All is buried and life goes on fine until she is triggered. Someone else is attacked or a girl comes forward and is called a lair, or a girl comes forward and is shamed for waiting to come forward.

Once someone comes forward, the next round of attacks begin. Different ways to attack and shame the victim who did nothing to bring on or deserve the attack from the perp, the attacks from the perp supporters and, of course, the ones from herself.  And there are her own friends who are mad that they weren’t told immediately and that she didn’t do what they think she should have done in that situation that they were not in. And, of course, all the others who question why she waited to come forward. There is absolutely no way to win.  That’s why they stay silent.  That’s why we stay silent. Staying silent is simple. Speaking up is this complicated mess I just tried to explain.


Book Two

I have a new pick for the Jez book club.  I just finished Dark Sparkler by Amber Tamblyn.  Now I never knew Ms. Tamblyn was a writer at all.  I knew her from Two and a Half Men and as the wife of David Cross (who I think is so funny).  I came across her books of poetry after I saw a news report saying she came forward with the fact that James Woods tried to get her to go to Las Vegas with him when she was a minor.  This was a long time ago.  She came out now because Mr. Woods was making a negative comment about a movie Armie Hammer has coming out where someone is in a relationship with a minor.  I don’t know much about this movie, it wasn’t what drew my attention.

What drew my attention was the instant bravery of Amber Tamblyn to be all, wait a minute–you are a hypocrite and a dude who’s guilty of this yourself.  She had to know there would be backlash, denying and lying, James Woods devotees who would not believe her, others who question her part in it (yes, the part of an innocent minor minding her own business in a restaurant). We all know how these things go nearly 100% of the time.  She came forward anyway.  I’m in awe because I’m not that brave.

Anyway, I read this and then started following her on twitter.  I then got to read her follow up op-ed in The NY Times and her open letter to James Woods after he, of course, denied it.  (Both are retweeted onto my twitter wall if you want to read them @JezFever). Anyway, I was moved by both these writings and then found out she has books.

So Dark Sparkler is a poetry book with poems dedicated to famous women who died too young.  There are many:  Jean Harlow, Brittany Murphy, Sharon Tate, Rebecca Shaeffer, and Dana Plato to name a few.  Some I didn’t know were dead, like the girl who played the lead in Savannah Smiles.  Some I didn’t know their stories, like Heather O’Rourke (Poltergeist) who had a wrong diagnoses and died at twelve.  My favorites were Peg Entwhistle and Frances Farmer.

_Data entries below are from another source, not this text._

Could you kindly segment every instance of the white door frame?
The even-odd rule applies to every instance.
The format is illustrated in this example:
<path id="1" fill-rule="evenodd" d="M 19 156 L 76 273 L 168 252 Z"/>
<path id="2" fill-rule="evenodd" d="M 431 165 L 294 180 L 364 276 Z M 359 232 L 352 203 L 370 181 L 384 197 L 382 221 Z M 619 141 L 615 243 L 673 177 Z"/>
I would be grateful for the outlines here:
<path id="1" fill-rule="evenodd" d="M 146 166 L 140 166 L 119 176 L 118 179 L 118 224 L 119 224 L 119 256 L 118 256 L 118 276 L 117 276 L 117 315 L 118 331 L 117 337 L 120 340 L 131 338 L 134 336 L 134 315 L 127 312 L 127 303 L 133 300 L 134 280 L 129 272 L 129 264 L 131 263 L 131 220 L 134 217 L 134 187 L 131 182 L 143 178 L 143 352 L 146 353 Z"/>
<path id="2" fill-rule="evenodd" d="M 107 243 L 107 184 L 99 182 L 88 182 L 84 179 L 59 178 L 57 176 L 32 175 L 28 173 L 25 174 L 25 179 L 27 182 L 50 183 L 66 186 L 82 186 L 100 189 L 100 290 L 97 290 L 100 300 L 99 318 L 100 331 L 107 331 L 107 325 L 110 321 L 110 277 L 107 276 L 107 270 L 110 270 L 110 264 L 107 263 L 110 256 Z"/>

Peg Entwhistle was an actress who died at 24.  She was unhappy about how her acting career was going so she climbed up to the Hollywoodland sign and hung herself off the H.  Fascinating!!  Who decides they are so despondent that they need end their life and then takes the time to do something so poetic as to hang themselves off of the Hollywood sign??  No one will ever know what went through her young mind that day but seriously, she is as famous as she wanted to be for it but not around to enjoy it.

Frances Farmer was an actress who spent a majority of her life in and out hospitals because of various psychiatric problems.  Tamblyn writes of her:

“Frances opened her mouth to answer

A bug crawled out, fell to the ground

And burrowed right back into a hole in her foot.”

I felt like I, myself had some sort of mental issues when I was reading about someone with mental issues.  I liked that.  I don’t know why.  This was my favorite poem in the book.

Anyway, I’m not going to pretend I knew every name when going though the poems of this book.  I had my computer with me so I could google names I didn’t know and google the stories of those I did.  It took me back to my college days when I was getting my English degree.  A novel was never just a novel back then.  And this is not just a book of poems.  It’s a collection of tragedy.  And I still don’t know if it made me depressed or ready to change my life.  Either way it’s totally worth a read.